Linn Meyers

linn meyers's most recent series of paintings continue her deep engagement with the power and presence of the individual mark, and invite the viewer to acknowledge the artist’s body as the laboring force behind these painstakingly rendered works. Made up of thousands of meticulously ordered hand-drawn lines and ecstatic arrangements of dots, meyers’s paintings point to diagrammatic visual languages outside the traditional scope of fine art such as topographical maps, cosmological charts, or psychological landscapes that seek an order or logic to chaotic phenomenon. And yet, a reminder that paintings archive the traces and actions of their maker, meyers’s paintings turn lines into drags, dots into touches, each one a record of the constellations of decisions, mistakes, tensions, and interventions that adhere to each mark. While meyers’s new body of work is not narrative in a traditional sense, these paintings hold together the monumental and microscopic forces and feelings that creation, labor, and daily experience all share and ask us as viewer to unfurl those layers in discordant simultaneity.

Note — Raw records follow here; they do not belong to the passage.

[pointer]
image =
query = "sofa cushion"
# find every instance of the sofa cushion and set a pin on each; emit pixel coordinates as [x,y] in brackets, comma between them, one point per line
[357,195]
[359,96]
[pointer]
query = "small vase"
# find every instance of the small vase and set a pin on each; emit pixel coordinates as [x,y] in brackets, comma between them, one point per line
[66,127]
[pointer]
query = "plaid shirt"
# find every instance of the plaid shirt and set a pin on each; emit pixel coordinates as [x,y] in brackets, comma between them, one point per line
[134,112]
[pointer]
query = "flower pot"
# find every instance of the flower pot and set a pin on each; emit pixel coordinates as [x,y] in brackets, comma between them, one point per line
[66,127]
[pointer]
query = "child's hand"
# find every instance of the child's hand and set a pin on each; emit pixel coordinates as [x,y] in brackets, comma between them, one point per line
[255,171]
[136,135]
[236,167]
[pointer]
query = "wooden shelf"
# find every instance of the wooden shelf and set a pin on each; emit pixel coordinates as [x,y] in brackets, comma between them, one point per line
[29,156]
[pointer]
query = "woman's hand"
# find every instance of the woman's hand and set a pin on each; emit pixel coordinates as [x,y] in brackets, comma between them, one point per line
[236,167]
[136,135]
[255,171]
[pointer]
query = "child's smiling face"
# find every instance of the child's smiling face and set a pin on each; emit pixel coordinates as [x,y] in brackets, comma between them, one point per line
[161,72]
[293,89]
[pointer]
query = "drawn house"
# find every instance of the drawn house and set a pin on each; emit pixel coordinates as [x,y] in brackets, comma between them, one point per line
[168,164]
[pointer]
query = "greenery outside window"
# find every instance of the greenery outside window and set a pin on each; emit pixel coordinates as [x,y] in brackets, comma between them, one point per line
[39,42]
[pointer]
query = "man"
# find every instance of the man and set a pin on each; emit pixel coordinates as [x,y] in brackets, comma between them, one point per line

-- Dr. Jordan Amirkhani, Curator, Rivers Institute for Contemporary Art and Thought, New Orleans, LA

bio

linn meyers sees her work as an act of resistance to the ever-increasing speed and scale of the world in which we are living. She dedicates her practice to tenderness, and an unhurried, deliberate approach to image-making.

meyers makes paintings, drawings, prints, and large-scale, site-specific wall drawings. Systems of mark-making based on the grid – a structure that implies stability, organization, and uniformity – propel her compositions. The slippages and imperfection of her human touch inevitably challenge the order and predictability of the grid. 

meyers earned her BFA from Cooper Union and her MFA from California College of the Arts. Her works have been included in exhibitions and permanent collections in public and private venues including the Hirshhorn Museum and Sculpture Garden, National Gallery of Art, Smithsonian American Art Museum, Phillips Collection in Washington, DC, Hammer Museum, Los Angeles County Museum of Art, Drawing Center, Philadelphia Museum of Art, Baltimore Museum of Art, Tokyo Metropolitan Art Museum, Amore Pacific Museum of Art in South Korea, and the British Museum, London, among others.

meyers has received numerous awards and fellowships, including a Smithsonian Artist Research Fellowship, a Pollock-Krasner Foundation Award, the Anonymous Was a Woman Award, and several grants from the DC Commission on the Arts.  She has been Artist In Residence at The Hirshhorn Museum in Washington DC, The Bemis Center in Omaha NE, Millay Arts in Austerlitz, NY, The San Jose Institute of Contemporary Art, CA, Ballinglen Arts Foundation, Ireland, Hayama Residency in Japan, Iris Project in Los Angeles, Flying Horse Editions in FL, and The Tamarind Institute in Albuquerque, NM.

meyers currently divides her time between Washington, DC, and Los Angeles.